Though, I will have to admit, people who majored in English seem to have a lock on the “Oh, the subtext of that statement was very insulting,” style of argument. Symbolism is no one’s friend.
ummm memory ain’t 100%
and its extremely hard to say “exactly” what you said earlier…
think bast to your first memories… do you actually remember them, or are they just imprinted because your parents/family told you stories about what you did and you’ve seen pictures? a great deal of clinical research has shown that people will make things up to fit what they believe is the real data… the power of suggestion is high, and the brain is wired to make inferences.

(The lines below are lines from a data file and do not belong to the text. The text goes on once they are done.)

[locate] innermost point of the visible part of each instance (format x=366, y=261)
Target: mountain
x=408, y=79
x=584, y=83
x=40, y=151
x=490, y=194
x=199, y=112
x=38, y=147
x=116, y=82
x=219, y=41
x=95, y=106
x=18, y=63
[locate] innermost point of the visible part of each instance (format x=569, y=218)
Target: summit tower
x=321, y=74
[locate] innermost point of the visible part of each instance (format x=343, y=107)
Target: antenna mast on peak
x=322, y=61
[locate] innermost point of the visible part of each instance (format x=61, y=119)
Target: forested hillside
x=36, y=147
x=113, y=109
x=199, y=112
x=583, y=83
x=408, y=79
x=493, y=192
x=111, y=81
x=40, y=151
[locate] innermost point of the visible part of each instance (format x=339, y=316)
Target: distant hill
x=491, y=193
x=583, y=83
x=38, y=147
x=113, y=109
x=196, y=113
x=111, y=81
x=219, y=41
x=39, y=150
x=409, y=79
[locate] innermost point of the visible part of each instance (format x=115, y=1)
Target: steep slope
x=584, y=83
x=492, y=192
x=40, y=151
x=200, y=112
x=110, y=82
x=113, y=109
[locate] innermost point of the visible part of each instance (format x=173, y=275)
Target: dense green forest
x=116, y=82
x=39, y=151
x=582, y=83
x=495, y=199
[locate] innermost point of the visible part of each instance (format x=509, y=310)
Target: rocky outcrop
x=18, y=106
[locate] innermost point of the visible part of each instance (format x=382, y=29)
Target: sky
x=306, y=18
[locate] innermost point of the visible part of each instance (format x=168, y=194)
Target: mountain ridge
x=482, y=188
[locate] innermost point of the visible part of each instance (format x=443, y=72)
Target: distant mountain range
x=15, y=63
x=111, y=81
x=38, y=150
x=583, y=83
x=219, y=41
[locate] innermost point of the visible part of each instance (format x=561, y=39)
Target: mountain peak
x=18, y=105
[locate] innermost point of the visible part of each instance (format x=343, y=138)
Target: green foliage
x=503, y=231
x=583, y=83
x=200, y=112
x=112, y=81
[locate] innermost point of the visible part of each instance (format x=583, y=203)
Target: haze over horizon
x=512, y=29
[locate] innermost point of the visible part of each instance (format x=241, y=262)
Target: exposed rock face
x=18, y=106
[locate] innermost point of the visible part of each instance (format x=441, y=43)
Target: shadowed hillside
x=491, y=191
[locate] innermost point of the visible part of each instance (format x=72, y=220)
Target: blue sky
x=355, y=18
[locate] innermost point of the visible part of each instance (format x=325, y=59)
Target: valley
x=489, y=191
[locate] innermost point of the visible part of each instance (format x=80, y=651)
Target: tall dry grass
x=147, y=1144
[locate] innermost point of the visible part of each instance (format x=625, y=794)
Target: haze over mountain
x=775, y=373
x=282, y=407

think of the number of times that you have hazy/non existant memories of a party… where were you dreaming, where were you awake, where did things pop in based on inferences or other people discussing the events?
now go back 2 years
what did you say, exactly, on the morning of december 15 2001? i don’t know “exactly” what my friend said september 11 discussing how freaked out he was and how he was going to his girlfriends place to get away from the planes that were presumed to be attempting to crash into la that day (when we thought there were many more hijacked planes unaccounted for). and thats one day that is really burned into my memories
what about any other day that only became important weeks later?
no dice
and mysoginist dude, you need to get your head out of your ***
If you give Shultz’s Fourth Law of Social Dynamics a second read, you’ll see that it doesn’t say that living in a, “…semi-fantasy world is an exclusively female trait.”
It’s more like…females seem to more attuned to…paradox. Now a real bozo female, like the one in question, could take this “attunement” and bozo it up, easily. But being “attuned to paradox”, for want of a better term, isn’t a negative thing per se.
And just to clear up the point, Shultz is no misogynist.
Indeed, Shultz’s First Law of Social Dynamics states explicitly that, “Jesus was right; people are sheep.” And that’s a transgender statement.
There is only one other Law which mentions women specificly, Shultz’s Second Law. It states, explicitly again, “Females control the begining and the end of every social relationship.”
But, unlike misogyny, Shultz’s Second Law isn’t even specific to Homo Sapiens.
So there.
When I “think of the number of times that you have hazy/non existant memories of a party…” that can usually be explained by my destroying the “3 beer rule.”
I dunno. In my experience, women are far better at dredging up your exact words from some conversation eight months ago that you thought was pretty trivial. And they seem to do it even better while they’re in an, shall we say, agitated state.